Log Processing Example
A complete example of parsing and analyzing web server logs using Molniya.
Scenario
You have web server logs in Common Log Format and want to:
- Parse log entries into structured data
- Find the most visited pages
- Identify error rates by endpoint
- Analyze response times
- Detect suspicious traffic patterns
Sample Data
typescript
import { fromCsvString, DType, col, count, avg, sum, desc } from "molniya";
// Common Log Format: host ident authuser date request status bytes
const logData = `
host,timestamp,method,path,status,response_time
192.168.1.1,2024-01-15T10:30:00Z,GET,/api/users,200,45
192.168.1.2,2024-01-15T10:30:01Z,GET,/api/products,200,120
192.168.1.3,2024-01-15T10:30:02Z,POST,/api/orders,201,230
192.168.1.1,2024-01-15T10:30:05Z,GET,/api/users/123,200,35
192.168.1.4,2024-01-15T10:30:10Z,GET,/api/products/456,404,15
192.168.1.2,2024-01-15T10:30:12Z,GET,/api/users,200,42
192.168.1.5,2024-01-15T10:30:15Z,POST,/api/login,200,180
192.168.1.1,2024-01-15T10:30:20Z,GET,/api/orders,200,95
192.168.1.6,2024-01-15T10:30:25Z,GET,/admin,403,10
192.168.1.7,2024-01-15T10:30:30Z,GET,/api/products,500,5000
192.168.1.3,2024-01-15T10:30:35Z,PUT,/api/orders/789,200,150
192.168.1.8,2024-01-15T10:30:40Z,GET,/api/users,200,38
192.168.1.2,2024-01-15T10:30:45Z,DELETE,/api/orders/789,204,80
192.168.1.9,2024-01-15T10:30:50Z,GET,/api/products/999,404,12
192.168.1.10,2024-01-15T10:30:55Z,POST,/api/users,201,200
`.trim();
const schema = {
host: DType.string,
timestamp: DType.string,
method: DType.string,
path: DType.string,
status: DType.int32,
response_time: DType.int32
};
const df = fromCsvString(logData, schema);Step 1: Parse and Enrich
Extract additional information from the logs:
typescript
// Extract endpoint category and detect API vs static requests
const enriched = df
.withColumn("endpoint_category",
when(col("path").startsWith("/api/users"), lit("users"))
.when(col("path").startsWith("/api/products"), lit("products"))
.when(col("path").startsWith("/api/orders"), lit("orders"))
.when(col("path").startsWith("/api/"), lit("other_api"))
.otherwise(lit("static"))
)
.withColumn("is_error", col("status").gte(400))

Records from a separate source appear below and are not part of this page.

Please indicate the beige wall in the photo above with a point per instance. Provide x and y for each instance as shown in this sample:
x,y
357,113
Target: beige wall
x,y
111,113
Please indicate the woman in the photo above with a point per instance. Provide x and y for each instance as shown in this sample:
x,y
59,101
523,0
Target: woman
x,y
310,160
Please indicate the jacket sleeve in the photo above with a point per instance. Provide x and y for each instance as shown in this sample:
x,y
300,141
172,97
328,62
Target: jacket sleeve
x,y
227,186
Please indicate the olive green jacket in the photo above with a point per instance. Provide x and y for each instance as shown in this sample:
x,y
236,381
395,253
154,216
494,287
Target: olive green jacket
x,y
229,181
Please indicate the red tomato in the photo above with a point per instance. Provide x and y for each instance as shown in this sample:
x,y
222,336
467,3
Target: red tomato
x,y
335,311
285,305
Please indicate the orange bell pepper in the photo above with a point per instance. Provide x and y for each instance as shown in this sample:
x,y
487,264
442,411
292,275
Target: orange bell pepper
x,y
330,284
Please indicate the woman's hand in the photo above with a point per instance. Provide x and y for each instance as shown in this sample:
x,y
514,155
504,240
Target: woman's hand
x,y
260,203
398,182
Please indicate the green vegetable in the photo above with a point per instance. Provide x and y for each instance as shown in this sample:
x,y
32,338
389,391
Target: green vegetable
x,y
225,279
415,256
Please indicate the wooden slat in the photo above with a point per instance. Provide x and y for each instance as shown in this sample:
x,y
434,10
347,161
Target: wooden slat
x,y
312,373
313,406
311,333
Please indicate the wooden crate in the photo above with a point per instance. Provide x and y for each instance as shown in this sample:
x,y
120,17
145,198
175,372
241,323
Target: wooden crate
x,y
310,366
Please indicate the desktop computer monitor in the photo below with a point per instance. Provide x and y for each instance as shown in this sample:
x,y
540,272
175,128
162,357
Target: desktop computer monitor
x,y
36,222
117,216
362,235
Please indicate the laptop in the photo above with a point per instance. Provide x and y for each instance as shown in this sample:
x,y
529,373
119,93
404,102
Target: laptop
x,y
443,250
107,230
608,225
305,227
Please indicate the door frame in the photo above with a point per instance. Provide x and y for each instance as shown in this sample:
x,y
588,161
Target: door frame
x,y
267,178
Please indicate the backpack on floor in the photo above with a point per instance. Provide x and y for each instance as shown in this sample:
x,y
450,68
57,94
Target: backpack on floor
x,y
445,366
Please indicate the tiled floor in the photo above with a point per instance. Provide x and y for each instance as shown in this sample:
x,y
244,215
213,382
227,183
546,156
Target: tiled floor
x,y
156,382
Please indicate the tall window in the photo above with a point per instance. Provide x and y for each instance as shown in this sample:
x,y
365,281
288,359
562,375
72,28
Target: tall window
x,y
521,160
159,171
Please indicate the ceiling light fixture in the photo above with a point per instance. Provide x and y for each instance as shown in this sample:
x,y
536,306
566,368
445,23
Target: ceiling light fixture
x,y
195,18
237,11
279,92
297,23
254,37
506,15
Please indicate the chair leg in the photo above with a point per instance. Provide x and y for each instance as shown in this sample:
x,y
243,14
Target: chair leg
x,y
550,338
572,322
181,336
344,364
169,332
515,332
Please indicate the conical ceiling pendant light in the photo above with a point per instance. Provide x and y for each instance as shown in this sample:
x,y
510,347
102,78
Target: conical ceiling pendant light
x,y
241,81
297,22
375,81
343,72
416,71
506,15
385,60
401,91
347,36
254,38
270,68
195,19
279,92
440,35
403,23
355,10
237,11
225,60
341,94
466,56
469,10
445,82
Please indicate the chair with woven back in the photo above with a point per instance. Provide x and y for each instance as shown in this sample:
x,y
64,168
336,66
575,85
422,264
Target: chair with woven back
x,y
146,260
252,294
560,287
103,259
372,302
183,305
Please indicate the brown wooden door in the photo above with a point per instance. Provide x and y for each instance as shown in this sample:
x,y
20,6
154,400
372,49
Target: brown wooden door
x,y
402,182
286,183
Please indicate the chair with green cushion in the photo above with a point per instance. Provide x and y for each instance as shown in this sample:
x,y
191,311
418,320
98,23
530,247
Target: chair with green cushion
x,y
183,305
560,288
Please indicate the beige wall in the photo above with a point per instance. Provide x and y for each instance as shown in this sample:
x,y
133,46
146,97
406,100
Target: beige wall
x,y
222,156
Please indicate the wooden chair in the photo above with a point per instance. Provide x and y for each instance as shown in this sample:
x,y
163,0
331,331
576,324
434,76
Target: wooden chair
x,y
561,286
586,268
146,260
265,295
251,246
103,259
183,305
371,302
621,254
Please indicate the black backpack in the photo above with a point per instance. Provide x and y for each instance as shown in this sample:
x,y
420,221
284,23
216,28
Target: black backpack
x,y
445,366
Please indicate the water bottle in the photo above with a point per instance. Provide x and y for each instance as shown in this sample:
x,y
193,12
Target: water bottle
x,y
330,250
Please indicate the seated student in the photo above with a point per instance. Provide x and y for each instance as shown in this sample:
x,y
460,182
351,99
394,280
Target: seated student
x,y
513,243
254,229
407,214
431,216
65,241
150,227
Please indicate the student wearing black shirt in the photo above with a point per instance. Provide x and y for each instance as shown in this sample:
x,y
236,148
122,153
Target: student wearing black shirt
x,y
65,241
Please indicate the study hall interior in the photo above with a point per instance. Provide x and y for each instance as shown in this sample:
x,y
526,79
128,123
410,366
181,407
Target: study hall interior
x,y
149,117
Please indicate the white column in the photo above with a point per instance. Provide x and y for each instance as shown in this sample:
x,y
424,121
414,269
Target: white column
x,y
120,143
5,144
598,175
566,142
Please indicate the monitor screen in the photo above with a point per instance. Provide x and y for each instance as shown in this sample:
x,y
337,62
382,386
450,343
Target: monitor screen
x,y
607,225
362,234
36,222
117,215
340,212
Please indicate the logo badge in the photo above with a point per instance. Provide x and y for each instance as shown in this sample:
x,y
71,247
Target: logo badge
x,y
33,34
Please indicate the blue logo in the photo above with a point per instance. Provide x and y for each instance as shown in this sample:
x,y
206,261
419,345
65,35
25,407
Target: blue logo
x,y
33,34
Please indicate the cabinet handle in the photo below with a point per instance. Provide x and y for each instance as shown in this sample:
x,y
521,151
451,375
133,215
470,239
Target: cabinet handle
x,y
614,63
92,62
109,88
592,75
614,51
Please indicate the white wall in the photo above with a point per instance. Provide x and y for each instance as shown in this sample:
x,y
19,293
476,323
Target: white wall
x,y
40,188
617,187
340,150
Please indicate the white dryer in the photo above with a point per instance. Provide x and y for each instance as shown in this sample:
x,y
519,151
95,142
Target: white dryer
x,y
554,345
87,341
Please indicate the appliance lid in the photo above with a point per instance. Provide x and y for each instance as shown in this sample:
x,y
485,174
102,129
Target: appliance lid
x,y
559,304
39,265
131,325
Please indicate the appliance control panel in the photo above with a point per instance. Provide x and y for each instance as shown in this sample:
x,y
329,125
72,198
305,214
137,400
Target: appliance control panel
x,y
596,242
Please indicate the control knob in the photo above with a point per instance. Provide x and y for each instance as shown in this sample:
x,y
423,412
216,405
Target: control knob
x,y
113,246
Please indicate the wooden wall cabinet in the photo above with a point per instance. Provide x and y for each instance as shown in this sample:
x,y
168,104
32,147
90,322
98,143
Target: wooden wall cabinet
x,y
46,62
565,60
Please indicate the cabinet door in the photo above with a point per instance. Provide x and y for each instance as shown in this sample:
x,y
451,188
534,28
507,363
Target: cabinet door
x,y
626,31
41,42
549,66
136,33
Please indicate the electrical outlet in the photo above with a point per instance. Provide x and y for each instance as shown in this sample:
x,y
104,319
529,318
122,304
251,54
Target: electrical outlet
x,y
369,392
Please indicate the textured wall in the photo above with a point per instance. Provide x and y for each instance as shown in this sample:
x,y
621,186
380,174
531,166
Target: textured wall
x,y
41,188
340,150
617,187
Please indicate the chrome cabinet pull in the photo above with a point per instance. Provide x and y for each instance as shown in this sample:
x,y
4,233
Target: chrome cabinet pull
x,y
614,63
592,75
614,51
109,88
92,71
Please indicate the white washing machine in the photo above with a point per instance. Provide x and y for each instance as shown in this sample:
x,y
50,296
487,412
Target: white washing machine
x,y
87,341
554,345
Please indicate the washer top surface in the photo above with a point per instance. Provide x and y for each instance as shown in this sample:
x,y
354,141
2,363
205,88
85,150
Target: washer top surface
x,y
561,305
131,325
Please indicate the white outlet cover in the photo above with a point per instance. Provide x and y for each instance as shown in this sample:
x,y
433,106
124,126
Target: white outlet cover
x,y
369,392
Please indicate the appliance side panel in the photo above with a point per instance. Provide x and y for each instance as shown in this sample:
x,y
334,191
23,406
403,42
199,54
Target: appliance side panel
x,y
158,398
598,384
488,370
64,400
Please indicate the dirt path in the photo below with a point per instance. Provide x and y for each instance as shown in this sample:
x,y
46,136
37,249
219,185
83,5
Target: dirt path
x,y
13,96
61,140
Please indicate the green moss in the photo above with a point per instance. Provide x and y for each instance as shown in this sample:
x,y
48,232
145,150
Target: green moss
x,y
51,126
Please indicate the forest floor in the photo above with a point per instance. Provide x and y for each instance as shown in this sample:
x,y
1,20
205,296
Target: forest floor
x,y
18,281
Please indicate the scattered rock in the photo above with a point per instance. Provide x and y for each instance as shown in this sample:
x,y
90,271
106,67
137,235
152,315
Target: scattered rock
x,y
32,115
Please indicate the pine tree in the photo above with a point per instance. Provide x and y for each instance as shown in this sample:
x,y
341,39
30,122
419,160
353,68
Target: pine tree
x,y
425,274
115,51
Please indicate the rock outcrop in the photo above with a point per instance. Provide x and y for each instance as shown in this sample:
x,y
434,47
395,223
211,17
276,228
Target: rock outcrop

.withColumn("is_slow", col("response_time").gt(1000));Step 2: Top Visited Pages
Find the most frequently accessed endpoints:
typescript
const topPages = await enriched
.groupBy("path", [
{ name: "request_count", expr: count() },
{ name: "avg_response_time", expr: avg("response_time") },
{ name: "total_response_time", expr: sum("response_time") }
])
.sort(desc("request_count"))
.limit(10)
.toArray();
console.log("Top Pages:");
console.log(topPages);Step 3: Error Rate Analysis
Analyze errors by endpoint category:
typescript
const errorAnalysis = await enriched
.groupBy("endpoint_category", [
{ name: "total_requests", expr: count() },
{ name: "error_count", expr: sum(when(col("is_error"), lit(1)).otherwise(lit(0))) },
{ name: "error_rate", expr: avg(when(col("is_error"), lit(1)).otherwise(lit(0))) }
])
.sort(desc("error_rate"))
.toArray();
console.log("Error Analysis:");
console.log(errorAnalysis);Step 4: Response Time Statistics
Get response time percentiles and identify slow endpoints:
typescript
const responseTimeStats = await enriched
.groupBy("endpoint_category", [
{ name: "count", expr: count() },
{ name: "avg_time", expr: avg("response_time") },
{ name: "min_time", expr: min("response_time") },
{ name: "max_time", expr: max("response_time") }
])
.toArray();
console.log("Response Time Stats:");
console.log(responseTimeStats);
// Find slow requests
const slowRequests = await enriched
.filter(col("response_time").gt(1000))
.select("timestamp", "path", "status", "response_time")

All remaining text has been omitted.